Global-scale population genetic analysis of Plasmodium falciparum identifies country- and region-specific patterns of malaria parasite adaptation

To investigate the global evolution and adaptation of Plasmodium falciparum, we analysed 17,565 isolates collected over three decades from 39 countries. This large-scale genomic study integrates identity-by-descent (IBD) networks, population structure and multi-layered association analyses to explore patterns of selection, transmission and drug resistance. Strong selection signals were observed at known resistance loci (e.g. pfcrt, pfdhps) and in genes linked to immune evasion and drug efflux (e.g. pfABCK1, pfMC-2TM), with signals varying by geography and time.

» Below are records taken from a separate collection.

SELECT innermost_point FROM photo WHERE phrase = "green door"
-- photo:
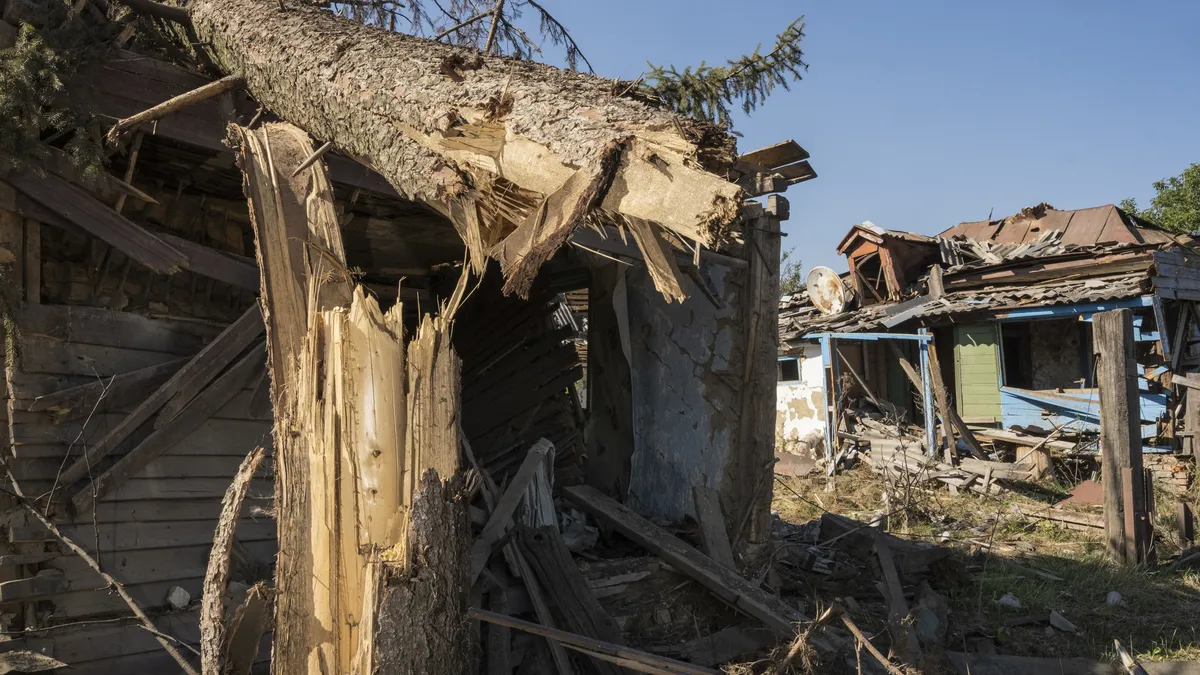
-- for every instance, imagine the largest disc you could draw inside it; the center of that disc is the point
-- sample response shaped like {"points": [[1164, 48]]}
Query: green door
{"points": [[977, 372]]}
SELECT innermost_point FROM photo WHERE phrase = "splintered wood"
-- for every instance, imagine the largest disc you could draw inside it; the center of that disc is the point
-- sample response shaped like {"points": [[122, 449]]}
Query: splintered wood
{"points": [[366, 435]]}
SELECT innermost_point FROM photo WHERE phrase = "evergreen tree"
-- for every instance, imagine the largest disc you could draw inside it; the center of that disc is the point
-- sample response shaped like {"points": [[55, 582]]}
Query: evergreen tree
{"points": [[706, 93]]}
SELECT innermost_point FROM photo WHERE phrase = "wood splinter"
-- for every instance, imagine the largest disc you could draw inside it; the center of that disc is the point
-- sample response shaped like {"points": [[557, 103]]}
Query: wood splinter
{"points": [[174, 105], [165, 640], [312, 159]]}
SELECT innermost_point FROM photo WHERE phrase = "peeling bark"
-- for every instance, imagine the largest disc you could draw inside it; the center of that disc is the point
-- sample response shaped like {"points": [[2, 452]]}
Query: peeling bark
{"points": [[421, 626], [456, 129]]}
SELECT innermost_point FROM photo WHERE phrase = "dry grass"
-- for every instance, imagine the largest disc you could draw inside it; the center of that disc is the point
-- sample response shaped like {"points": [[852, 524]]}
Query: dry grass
{"points": [[1044, 566]]}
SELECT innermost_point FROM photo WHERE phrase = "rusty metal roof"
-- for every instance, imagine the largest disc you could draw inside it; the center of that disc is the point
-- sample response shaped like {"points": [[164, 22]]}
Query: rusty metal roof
{"points": [[1080, 227], [798, 317]]}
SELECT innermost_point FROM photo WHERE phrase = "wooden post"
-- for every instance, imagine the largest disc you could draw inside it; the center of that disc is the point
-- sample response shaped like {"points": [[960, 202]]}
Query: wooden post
{"points": [[1120, 431], [33, 262], [753, 471], [1187, 526]]}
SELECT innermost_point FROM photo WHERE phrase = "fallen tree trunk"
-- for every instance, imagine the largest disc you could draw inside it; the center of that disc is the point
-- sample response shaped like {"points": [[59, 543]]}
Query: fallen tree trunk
{"points": [[498, 145]]}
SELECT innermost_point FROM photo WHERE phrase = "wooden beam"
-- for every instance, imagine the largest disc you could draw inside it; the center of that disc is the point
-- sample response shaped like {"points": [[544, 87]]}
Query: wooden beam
{"points": [[33, 262], [76, 205], [561, 578], [195, 375], [168, 107], [231, 268], [501, 519], [1120, 422], [724, 583], [631, 658], [713, 529], [151, 9], [197, 412], [117, 390], [940, 394]]}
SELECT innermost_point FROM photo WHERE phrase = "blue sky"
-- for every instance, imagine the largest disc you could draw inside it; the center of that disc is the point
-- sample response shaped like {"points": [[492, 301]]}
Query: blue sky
{"points": [[923, 114]]}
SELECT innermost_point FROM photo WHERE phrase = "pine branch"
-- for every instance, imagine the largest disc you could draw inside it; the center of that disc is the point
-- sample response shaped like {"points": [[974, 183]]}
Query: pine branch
{"points": [[559, 35], [707, 93]]}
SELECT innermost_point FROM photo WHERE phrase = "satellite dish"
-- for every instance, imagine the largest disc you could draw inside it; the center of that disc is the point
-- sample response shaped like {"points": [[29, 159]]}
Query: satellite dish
{"points": [[827, 291]]}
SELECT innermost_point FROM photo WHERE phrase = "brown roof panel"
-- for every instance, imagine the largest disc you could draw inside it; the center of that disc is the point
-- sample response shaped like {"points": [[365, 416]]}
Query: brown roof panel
{"points": [[1086, 226], [1081, 227]]}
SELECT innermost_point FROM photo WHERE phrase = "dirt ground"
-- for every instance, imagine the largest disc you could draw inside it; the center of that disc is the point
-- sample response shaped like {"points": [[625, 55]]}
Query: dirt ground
{"points": [[1044, 566]]}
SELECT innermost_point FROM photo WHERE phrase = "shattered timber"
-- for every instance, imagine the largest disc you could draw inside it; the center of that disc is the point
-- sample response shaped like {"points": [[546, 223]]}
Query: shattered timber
{"points": [[297, 378]]}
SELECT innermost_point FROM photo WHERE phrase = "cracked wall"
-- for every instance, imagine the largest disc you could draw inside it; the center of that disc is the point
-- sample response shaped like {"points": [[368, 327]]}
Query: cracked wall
{"points": [[799, 406], [687, 363]]}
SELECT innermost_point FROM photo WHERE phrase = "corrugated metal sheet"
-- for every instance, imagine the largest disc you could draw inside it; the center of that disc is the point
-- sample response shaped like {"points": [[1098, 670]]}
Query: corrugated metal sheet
{"points": [[797, 320], [1081, 227]]}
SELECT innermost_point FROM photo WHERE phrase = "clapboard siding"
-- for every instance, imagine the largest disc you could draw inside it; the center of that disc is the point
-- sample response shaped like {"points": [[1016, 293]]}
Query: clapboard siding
{"points": [[133, 536], [153, 565], [54, 357], [237, 408], [154, 531], [75, 604], [215, 437], [150, 511], [96, 326], [167, 466]]}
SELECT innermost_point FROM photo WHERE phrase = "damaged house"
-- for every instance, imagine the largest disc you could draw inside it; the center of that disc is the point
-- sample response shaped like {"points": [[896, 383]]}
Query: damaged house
{"points": [[299, 342], [993, 321]]}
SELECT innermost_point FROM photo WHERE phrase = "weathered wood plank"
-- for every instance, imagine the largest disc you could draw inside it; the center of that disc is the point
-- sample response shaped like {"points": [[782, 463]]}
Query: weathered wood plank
{"points": [[129, 536], [724, 583], [196, 413], [115, 392], [197, 372], [1120, 425], [501, 518], [233, 269], [43, 354], [95, 217], [575, 605]]}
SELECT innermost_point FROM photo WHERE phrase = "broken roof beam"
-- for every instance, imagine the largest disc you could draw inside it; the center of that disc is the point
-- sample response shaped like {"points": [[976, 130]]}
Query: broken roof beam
{"points": [[79, 208], [131, 83], [773, 168], [475, 120]]}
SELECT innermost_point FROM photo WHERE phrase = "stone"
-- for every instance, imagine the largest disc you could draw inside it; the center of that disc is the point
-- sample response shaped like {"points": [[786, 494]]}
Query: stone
{"points": [[1009, 601], [1060, 622], [178, 597]]}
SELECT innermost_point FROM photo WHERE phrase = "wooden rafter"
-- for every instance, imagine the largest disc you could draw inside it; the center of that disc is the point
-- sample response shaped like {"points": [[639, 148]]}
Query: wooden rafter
{"points": [[191, 377], [189, 419]]}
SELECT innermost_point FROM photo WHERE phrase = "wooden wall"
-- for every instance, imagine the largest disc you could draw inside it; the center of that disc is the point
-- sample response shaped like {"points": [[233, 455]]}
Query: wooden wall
{"points": [[154, 531]]}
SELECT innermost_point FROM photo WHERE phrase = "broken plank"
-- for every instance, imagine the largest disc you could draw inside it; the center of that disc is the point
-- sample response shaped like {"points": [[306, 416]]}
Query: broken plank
{"points": [[713, 530], [231, 268], [177, 103], [76, 205], [635, 659], [180, 426], [501, 518], [904, 641], [559, 577], [197, 372], [725, 584]]}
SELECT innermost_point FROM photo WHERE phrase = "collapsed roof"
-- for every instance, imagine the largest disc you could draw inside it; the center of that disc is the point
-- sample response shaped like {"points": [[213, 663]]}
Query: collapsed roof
{"points": [[1038, 257]]}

In Southeast Asia, clonal expansion of the pfkelch13-C580Y mutation occurred and multi-layered analysis revealed co-occurrence with mutations in pfarps10, pfrad5, and pfMyoF, supporting a polygenic model of artemisinin resistance. In South America and Horn of Africa, elevated IBD was found in pfKIC7 and pfKIC9, interactors of pfkelch13, suggesting convergent evolution under drug pressure. New data from Brazil and Vietnam enhance resolution of global parasite diversity, highlighting the role of genomic surveillance in malaria control.